15. The system for refreshing the materialized view set forth in claim 9, wherein the refresh manager is adapted to distinguish between a first subset of the plurality of entries that have already been applied to the materialized view in previous transactions and a second subset of the plurality of entries that have not been applied to the materialized view in the event of a failure of the refresh operation.

16. A method of refreshing a materialized view that is derived at least in part from a table, the method being adapted to provide availability of the table and the materialized view while the materialized view is being refreshed, the method comprising the acts of:

storing a plurality of entries corresponding to changes in the table in a refresh log;

computing a table delta based on the refresh log;

refreshing the materialized view based on the table delta.

17. The method set forth in claim 16, wherein the table delta is applied to the materialized view in a primary key order.

18. The method set forth in claim 16, comprising updating the materialized view in multiple transactions.

19. The method set forth in claim 16, comprising storing an epoch identifier as a portion of each of the plurality of entries.

20. The method set forth in claim 19, comprising defining the epoch identifier to correspond to changes that have been made to the table since a previous refresh operation on the materialized view.

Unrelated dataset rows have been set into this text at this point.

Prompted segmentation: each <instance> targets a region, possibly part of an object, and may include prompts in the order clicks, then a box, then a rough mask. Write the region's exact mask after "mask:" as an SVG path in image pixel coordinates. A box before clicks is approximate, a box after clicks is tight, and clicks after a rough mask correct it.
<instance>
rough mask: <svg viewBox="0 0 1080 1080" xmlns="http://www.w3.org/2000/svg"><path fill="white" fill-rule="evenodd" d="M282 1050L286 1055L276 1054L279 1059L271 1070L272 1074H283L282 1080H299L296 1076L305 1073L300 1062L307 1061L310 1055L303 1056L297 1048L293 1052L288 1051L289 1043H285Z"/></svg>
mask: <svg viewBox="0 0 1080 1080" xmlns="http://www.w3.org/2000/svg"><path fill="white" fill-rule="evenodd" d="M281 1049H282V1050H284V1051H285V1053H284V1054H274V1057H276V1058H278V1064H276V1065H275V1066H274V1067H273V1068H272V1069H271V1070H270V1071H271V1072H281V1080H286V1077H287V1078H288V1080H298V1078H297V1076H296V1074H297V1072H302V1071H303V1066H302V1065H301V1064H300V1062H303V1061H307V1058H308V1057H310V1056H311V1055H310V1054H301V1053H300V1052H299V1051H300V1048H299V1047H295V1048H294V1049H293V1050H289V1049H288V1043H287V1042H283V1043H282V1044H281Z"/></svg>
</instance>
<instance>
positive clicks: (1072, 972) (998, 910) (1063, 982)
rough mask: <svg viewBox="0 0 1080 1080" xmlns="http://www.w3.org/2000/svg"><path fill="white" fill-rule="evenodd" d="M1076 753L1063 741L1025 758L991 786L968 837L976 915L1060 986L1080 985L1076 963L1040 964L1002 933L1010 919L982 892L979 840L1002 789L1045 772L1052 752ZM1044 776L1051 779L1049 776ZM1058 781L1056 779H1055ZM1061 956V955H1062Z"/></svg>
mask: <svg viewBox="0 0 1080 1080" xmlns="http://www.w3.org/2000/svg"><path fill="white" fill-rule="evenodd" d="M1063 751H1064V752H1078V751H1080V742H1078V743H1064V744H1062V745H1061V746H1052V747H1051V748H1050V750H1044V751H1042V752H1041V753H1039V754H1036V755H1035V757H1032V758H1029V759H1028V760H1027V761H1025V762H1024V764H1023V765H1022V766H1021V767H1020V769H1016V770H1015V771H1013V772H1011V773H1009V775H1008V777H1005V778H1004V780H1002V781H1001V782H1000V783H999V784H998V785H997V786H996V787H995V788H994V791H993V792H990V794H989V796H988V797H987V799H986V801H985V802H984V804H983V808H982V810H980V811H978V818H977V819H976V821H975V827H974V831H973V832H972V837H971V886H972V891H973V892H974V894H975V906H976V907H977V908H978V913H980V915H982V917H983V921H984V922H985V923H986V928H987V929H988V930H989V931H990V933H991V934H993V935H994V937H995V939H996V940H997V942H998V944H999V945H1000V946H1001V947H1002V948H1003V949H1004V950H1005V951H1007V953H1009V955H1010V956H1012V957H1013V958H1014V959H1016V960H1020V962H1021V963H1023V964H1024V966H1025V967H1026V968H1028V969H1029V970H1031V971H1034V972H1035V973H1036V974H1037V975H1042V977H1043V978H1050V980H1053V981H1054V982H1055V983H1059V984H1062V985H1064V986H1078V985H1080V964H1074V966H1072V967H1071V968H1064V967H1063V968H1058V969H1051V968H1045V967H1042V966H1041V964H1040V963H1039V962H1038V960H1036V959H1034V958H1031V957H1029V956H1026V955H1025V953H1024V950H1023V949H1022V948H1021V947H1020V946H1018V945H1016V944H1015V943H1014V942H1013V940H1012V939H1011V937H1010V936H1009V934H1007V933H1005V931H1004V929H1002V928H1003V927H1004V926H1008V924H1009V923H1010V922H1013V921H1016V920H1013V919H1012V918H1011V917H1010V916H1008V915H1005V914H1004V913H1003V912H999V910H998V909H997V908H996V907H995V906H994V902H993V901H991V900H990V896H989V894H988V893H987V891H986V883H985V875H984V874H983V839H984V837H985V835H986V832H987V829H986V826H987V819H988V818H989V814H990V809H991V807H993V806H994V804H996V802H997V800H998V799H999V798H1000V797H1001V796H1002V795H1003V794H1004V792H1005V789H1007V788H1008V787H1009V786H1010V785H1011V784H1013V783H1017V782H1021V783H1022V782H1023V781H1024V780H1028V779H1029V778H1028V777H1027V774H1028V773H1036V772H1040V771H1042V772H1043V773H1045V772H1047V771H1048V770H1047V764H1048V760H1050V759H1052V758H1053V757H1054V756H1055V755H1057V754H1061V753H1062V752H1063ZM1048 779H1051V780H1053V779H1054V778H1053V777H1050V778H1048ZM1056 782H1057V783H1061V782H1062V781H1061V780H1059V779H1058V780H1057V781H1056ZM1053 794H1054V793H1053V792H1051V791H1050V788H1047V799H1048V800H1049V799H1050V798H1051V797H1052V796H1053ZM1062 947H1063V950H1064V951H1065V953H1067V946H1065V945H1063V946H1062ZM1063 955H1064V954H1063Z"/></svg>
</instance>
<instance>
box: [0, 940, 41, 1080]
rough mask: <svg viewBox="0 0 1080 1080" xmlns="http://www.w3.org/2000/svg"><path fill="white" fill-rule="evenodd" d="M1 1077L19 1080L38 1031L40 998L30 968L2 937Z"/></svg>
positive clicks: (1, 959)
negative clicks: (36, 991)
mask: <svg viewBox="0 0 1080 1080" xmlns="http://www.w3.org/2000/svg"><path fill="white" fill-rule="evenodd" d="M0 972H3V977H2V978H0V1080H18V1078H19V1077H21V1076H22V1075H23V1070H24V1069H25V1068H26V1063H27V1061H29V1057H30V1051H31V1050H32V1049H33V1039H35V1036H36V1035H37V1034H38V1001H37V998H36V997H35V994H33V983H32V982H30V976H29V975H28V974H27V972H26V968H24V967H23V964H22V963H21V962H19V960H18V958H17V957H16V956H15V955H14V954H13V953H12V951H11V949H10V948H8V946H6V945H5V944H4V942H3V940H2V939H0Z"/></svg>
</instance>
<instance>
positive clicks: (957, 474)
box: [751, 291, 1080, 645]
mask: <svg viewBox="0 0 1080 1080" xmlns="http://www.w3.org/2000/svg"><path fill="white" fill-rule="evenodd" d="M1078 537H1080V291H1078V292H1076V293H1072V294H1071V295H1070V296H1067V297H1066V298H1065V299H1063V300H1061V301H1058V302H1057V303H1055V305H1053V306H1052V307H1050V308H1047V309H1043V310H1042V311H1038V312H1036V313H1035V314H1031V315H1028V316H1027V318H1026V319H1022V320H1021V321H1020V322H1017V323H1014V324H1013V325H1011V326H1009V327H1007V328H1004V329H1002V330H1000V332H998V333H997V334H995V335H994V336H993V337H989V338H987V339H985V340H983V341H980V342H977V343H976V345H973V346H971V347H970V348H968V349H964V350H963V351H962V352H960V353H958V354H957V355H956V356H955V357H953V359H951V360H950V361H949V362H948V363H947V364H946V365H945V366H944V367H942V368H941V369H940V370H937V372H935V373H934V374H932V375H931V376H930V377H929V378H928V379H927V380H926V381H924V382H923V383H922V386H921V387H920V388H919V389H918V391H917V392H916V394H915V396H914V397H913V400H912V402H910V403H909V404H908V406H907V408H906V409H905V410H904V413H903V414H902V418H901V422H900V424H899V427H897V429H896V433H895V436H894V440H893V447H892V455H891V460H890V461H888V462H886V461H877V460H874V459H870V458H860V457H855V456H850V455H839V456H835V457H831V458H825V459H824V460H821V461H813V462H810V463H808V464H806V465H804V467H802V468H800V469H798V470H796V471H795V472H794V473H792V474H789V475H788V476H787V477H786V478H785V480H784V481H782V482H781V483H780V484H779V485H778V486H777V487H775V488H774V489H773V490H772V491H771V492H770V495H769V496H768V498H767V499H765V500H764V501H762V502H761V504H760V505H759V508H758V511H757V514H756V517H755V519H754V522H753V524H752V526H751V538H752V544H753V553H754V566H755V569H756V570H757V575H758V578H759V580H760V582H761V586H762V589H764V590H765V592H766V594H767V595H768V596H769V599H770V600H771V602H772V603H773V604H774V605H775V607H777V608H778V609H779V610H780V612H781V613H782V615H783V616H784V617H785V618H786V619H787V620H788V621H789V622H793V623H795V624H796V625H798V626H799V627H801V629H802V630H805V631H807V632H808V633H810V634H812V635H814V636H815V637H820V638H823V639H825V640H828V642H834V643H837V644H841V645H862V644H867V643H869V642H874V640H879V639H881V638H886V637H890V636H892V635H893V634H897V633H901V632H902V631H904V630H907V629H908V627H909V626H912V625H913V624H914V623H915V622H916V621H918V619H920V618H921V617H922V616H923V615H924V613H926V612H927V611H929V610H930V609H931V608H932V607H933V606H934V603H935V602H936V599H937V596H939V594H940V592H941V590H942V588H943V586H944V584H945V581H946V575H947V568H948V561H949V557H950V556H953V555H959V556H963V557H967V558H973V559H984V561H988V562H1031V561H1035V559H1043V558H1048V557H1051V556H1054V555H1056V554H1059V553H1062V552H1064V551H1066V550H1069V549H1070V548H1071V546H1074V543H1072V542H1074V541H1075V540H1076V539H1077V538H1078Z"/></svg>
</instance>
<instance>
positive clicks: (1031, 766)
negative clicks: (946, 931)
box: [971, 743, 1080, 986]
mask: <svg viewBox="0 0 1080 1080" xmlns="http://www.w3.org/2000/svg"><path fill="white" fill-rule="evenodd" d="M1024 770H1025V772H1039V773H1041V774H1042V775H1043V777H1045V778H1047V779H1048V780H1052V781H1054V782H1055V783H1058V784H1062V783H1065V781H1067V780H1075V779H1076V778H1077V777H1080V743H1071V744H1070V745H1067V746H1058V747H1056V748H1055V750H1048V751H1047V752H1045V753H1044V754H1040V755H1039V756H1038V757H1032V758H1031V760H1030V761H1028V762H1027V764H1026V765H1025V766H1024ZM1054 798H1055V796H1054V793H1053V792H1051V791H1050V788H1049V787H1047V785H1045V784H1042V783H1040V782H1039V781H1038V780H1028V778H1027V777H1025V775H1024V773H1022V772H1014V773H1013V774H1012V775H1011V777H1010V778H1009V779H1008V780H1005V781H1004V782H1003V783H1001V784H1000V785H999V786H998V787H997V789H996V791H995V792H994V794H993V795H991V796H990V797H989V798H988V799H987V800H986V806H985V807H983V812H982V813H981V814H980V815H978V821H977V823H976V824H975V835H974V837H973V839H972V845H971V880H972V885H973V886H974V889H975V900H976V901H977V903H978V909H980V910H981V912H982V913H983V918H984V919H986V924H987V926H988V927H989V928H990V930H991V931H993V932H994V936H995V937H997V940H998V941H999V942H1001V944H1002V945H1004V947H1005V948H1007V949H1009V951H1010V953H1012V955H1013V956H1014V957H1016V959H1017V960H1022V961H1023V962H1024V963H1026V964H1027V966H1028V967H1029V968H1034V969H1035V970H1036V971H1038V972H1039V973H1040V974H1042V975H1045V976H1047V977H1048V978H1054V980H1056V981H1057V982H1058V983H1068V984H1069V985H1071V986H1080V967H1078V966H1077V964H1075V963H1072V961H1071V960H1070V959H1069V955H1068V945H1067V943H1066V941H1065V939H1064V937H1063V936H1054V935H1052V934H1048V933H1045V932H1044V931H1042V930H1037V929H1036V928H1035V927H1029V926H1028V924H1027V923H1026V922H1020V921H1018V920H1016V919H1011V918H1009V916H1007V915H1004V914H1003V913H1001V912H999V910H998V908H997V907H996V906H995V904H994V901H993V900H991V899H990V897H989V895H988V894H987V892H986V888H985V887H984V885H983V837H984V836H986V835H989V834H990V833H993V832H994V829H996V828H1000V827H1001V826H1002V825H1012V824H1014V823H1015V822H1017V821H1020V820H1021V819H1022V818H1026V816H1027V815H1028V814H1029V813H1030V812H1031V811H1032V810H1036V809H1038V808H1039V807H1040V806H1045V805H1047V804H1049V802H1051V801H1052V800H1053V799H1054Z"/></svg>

21. The method set forth in claim 16, comprising recording the primary key value for each entry from the update log after that entry is applied to the materialized view.

22. The method set forth in claim 16, comprising distinguishing between a first subset of the plurality of entries that have already been applied to the materialized view in previous transactions and a second subset of the plurality of entries that have not been applied to the materialized view in the event of a failure of the act of refreshing the materialized view.

23. A system that provides availability of a table and a materialized view while the materialized view is being refreshed, the table being derived at least in part from the materialized view, the system comprising:

a refresh log that contains a plurality of entries; and

means for computing a table delta based on the refresh log; and

means for applying the contents of the table delta to the materialized view.

24. The system set forth in claim 23, wherein each of the plurality of entries comprises an epoch identifier.

25. The system set forth in claim 24, wherein the epoch identifier corresponds to changes that have been made to the table since a previous refresh operation on the materialized view.

26. The system set forth in claim 23, wherein the means for applying the table delta to the materialized view is adapted to distinguish between a first subset of the plurality of entries that have already been applied to the materialized view in previous transactions and a second subset of the plurality of entries that have not been applied to the materialized view in the event of a failure of applying the table delta to the materialized view.

27. A computer program, comprising:

a machine readable medium;

a refresh log stored on the machine readable medium, the refresh log containing a plurality of entries; and

a refresh manager stored on the machine readable medium, the refresh manager being adapted to refresh a materialized view that is derived at least in part from a table by computing a table delta based on the refresh log and applying the table delta to the materialized view.

28. The computer program set forth in claim 27, wherein each of the plurality of entries comprises an epoch identifier.

29. The computer program set forth in claim 28, wherein the epoch identifier corresponds to changes that have been made to the table since a previous refresh operation on the materialized view.

30. The computer program set forth in claim 27, wherein the refresh manager is adapted to distinguish between a first subset of the plurality of entries that have already been applied to the materialized view in previous transactions and a second subset of the plurality of entries that have not been applied to the materialized view in the event of a failure of a refresh operation.